Gardner has the lead in other recent polls by a larger margin, and Republicans in the state are encouraged about early voting results. And Joni Ernst in Iowa has maintained a consistent lead over her opponent, Rep. Bruce Braley, since late September.
But Mark Pryor appears to be hanging tough in Arkansas as Cotton can’t seem to open up much daylight. And a senator considered one of the most vulnerable at the start of the campaign, Kay Hagan, has shown a lot of resiliency in a state where President Obama’s popularity is less than 40%.

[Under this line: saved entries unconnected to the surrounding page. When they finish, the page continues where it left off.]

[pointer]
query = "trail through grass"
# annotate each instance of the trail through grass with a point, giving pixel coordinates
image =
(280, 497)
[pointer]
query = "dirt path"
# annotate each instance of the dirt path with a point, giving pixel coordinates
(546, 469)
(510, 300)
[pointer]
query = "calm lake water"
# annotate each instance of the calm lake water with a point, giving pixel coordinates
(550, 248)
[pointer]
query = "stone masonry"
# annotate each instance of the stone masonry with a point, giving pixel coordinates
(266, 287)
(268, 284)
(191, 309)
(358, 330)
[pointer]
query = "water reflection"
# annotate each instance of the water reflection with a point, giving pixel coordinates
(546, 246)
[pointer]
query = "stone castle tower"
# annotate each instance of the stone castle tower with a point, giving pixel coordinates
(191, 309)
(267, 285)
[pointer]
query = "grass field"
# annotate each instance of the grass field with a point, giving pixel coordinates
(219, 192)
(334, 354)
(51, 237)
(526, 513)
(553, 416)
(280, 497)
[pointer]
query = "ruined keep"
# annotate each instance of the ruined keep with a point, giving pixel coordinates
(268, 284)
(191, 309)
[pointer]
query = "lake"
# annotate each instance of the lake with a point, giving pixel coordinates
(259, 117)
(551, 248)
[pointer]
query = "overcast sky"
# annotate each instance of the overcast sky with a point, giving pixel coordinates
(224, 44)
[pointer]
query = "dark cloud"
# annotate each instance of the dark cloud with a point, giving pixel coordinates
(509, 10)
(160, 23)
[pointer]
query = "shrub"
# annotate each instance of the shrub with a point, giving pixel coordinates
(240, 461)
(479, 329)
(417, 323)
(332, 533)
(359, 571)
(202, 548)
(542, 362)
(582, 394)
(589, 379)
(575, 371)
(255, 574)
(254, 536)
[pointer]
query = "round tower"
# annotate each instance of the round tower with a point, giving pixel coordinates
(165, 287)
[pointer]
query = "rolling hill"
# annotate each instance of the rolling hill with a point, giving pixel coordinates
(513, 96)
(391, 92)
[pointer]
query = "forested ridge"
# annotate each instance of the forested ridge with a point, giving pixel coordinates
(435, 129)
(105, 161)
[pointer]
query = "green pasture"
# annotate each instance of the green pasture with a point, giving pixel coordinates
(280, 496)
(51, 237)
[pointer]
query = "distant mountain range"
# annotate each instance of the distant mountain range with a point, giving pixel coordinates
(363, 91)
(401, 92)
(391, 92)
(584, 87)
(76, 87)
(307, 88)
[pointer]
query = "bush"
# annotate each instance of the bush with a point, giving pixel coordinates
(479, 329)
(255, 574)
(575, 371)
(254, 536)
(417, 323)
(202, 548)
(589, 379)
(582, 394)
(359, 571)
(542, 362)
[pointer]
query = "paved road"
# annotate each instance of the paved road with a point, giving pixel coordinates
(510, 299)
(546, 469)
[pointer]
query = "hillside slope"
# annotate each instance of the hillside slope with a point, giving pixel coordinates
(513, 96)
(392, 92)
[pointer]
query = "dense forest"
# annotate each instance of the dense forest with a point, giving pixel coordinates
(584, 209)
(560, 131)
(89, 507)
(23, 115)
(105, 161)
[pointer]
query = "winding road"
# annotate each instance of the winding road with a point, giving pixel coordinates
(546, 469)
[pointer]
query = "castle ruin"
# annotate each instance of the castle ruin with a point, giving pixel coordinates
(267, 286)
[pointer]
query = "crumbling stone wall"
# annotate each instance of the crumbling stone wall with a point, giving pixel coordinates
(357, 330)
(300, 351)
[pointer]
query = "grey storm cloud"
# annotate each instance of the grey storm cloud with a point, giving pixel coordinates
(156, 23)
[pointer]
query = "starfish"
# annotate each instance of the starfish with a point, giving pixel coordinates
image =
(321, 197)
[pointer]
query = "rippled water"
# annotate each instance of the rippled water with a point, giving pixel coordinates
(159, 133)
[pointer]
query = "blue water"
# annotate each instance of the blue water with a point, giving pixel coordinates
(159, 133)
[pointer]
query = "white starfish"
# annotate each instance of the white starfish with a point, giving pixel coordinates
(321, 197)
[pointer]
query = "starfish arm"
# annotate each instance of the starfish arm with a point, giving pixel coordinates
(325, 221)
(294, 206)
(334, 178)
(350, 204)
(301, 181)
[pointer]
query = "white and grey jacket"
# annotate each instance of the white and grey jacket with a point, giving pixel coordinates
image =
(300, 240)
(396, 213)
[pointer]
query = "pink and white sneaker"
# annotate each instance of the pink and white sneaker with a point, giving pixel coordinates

Alaska is another state where the Republican candidate should probably be farther ahead. The Yougov.com poll shows incumbent Democrat Mark Begich within 4 points of challenger Daniel Sullivan. Sullivan is another candidate who has been ahead in most of the polls over the last month but can’t seem to separate himself from his opponent.
Where the GOP might win or lose the Senate, however, is in states they are trying to hold against stiff Democratic challengers. Georgia, Kentucky, and Kansas are all too close to call at this point, which should worry Republicans given the tight races elsewhere.
Senator Mitch McConnell, the only incumbent in this group, has recently opened a small lead over Alison Lundergan Grimes. But the six-point lead given him by the YouGov.com poll is the largest he’s had for months and you have to wonder if it’s an outlier of sorts. Other surveys have had the race much closer.
In Georgia, what was once a small lead for Republican David Perdue has become a statistical dead heat. Negative ads targeting Perdue’s supposed outsourcing of jobs have apparently narrowed the race there.
In Kansas, Democrat (independent) Greg Orman has lost his big lead and incumbent GOP Senator Pat Roberts may have some momentum. But the race is still far from decided.
Nate Silver sums up the Republican dilemma:
But Democrats have a good drawing hand: their chances are equivalent to completing a flush with two cards to come in Texas hold ‘em. Perhaps Begich’s ground game will save him in Alaska. Perhaps Mary Landrieu will survive in a runoff in Louisiana. The Democrat Alison Lundergan Grimes also remains close to Republican incumbent Mitch McConnell in some polls of Kentucky.
We wouldn’t bet on any precise one of those outcomes occurring. But the Democrats have a lot of lottery tickets, and there’s a good chance that at least one draw will come through for them. In only 30 percent of our model’s simulations on Sunday morning did Republicans sweep each of Alaska, Arkansas, Colorado, Iowa, Kentucky, Louisiana, Montana, South Dakota and West Virginia. That means Republicans often will have to win one or more of Georgia, Kansas, New Hampshire and North Carolina if they want to take over the Senate.
Republicans are far head in Montana, West Virginia, and now South Dakota which means they only need three more to realize their majority. Out of seven competitive states being defended by Democrats, the GOP is ahead in five, tied in two, and narrowly losing in one. Obviously, things would have to break magically for Democrats for them to hold on to control, but stranger things have happened. We may wake up on Wednesday looking at the possibility that one or two run-off elections will decide the issue. Louisiana will almost certainly be heading for a December runoff while Georgia may also see a do-over in January.
So it looks good for Republicans a little more than a week from the election. But Democrats are not without hope that a break here and there will foil GOP plans for a Senate takeover and allow them to keep their majority.